In what he said will be his last “state of the city” address to the Ketchikan Chamber of Commerce, Mayor Lew Williams III vowed to be less grumpy. He also talked about the city’s need to accommodate larger cruise ships that will start arriving in the next few years.
Williams has been an elected City of Ketchikan official since 1987, and told the Chamber lunch audience that he’s been told he looks unhappy during meetings recently.
“My wife keeps saying every time she watches the meeting, my head’s down, I don’t look like I’m interested and I look grumpy,” he said, laughing.
Williams said he decided that’s an indication it’s time to take a break from local politics. He will finish out his term as mayor this year, and said he won’t seek re-election.
Williams detailed a project the city is looking into: expansion of the downtown port, where cruise ships tie up during the busy summer months. Williams said cruise ships have reconfigured where their lifeboats are located for safety reasons, and new, larger ships soon will start arriving in the Alaska market.
He said the fixed dock at Berths 1 and 2 won’t work with the new lifeboat configuration, because of the large tides here. And once the bigger vessels start arriving, the current facilities will not be able to fit as many ships at one time.
Williams said tourism through the cruise industry is a top economic factor in Ketchikan.
“It’s a great industry,” he said. “It’s our No. 1 industry, practically, that we deal with right now in our community and we want to be ready for it.”
In a special meeting, the City Council discussed recommendations for expanding and improving the port. Those plans will take some time to finalize and implement.
The Council did agree to move forward with a recommended refurbishment of the Berth 3 barge, and dredging a rocky pinnacle in the Tongass Narrows that can be a navigation hazard.
Williams stressed that any big improvements to the port should be paid for through cruise passenger head taxes.
The city this year also will do some “sprucing up” on the dock. Williams said they’ll have new planters; and the port will hire musicians to play at the Berth 3 shelter during the upcoming season.
Williams talked briefly about the two marijuana stores that will open sometime this spring. One is on Stedman Street and the other is on Water Street.
“And they’ll be providing sales for everybody, including tourists,” he said. “I don’t know how it’s going to work with sales and getting on boats, but these guys are working to get their shops going and so we will be seeing that activity this summer. What kind of sales tax is coming, I don’t know.”
The city has imposed a 5-percent sales tax on marijuana, which is on top of the normal city and borough sales tax rate of 6.5 percent. If cruise ship do purchase marijuana and try to take it on board the ships, they risk getting kicked off because pot isn’t allowed on board.

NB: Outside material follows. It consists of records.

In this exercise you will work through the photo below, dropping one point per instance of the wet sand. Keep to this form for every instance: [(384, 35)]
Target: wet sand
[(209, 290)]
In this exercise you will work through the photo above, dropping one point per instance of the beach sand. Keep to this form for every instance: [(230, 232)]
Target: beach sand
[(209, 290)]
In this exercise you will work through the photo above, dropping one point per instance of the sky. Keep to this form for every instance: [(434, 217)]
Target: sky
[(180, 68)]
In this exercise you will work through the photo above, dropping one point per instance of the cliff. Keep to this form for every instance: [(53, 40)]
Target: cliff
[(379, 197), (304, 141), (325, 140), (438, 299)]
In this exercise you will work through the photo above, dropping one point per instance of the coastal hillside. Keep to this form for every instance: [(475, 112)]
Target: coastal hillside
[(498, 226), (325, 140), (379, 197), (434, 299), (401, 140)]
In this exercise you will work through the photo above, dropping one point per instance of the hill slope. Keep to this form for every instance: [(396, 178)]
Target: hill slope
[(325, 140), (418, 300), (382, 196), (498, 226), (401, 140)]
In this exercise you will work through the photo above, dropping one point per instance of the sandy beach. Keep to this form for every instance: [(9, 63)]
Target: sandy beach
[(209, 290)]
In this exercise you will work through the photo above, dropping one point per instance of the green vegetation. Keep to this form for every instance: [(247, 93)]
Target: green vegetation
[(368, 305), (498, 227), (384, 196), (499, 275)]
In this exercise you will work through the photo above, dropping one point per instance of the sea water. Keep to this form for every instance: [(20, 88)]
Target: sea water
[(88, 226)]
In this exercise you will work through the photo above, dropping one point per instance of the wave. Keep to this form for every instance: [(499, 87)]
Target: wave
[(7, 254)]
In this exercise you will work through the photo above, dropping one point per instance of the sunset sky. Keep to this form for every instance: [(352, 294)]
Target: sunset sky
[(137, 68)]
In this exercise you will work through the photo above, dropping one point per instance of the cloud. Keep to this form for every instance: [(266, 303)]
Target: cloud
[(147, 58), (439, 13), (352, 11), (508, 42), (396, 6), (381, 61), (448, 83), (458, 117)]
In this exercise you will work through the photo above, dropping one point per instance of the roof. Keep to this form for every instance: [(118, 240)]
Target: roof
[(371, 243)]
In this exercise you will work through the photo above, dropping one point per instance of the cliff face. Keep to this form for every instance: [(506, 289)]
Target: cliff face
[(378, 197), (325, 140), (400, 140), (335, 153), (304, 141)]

A big project that is due to start this fall is the state Department of Transportation’s
repaving of Front, Mill and Stedman streets downtown. Williams said the first phase will be widening and improving sidewalks along that corridor, and that work should be done before next year’s cruise season.
The street work will begin right around the same time that cruise ships start arriving in 2018, but, Williams said, it will be scheduled in a way to reduce the impact.
“And they’ll do no more than one or two sections at a time, but the best thing they’re going to do is, they’re going to do it at night,” he said. “There might be a little noise for people downtown and I hope it’s not too bad, but I think doing it at night will make a big difference, especially the impact of all the ships coming into town, which is enough congestion already.”
Another ongoing DOT project is replacement of the trestle on upper Water Street, which will continue for a couple more years. It’s a complicated project, and is inconvenient for residents of that area. But, Williams said, once it’s done, the new trestle should last a long time.
Williams said one issue the City Council will tackle this year is water rates, and how to make those rates less of a burden on residential customers. Now, residential users pay significantly more for water than large industrial customers, essentially subsidizing those businesses.
“So, we’re trying to balance that so we’re not dumping on all the residential — so the people that use the water are paying for it,” he said. “We’ve had to put in a lot of things with the water system, chloramines and everything else. I think it’s costing us $2.77 per thousand gallons, so we need to cover those costs. Water’s always been tough. That’s an issue you’re going to see talked about: Where we’re going to go with that.”
Williams also noted that the city’s Tongass Historical Museum at the Centennial Building is finishing up its remodel project, and museum staff have started planning for a new permanent exhibit.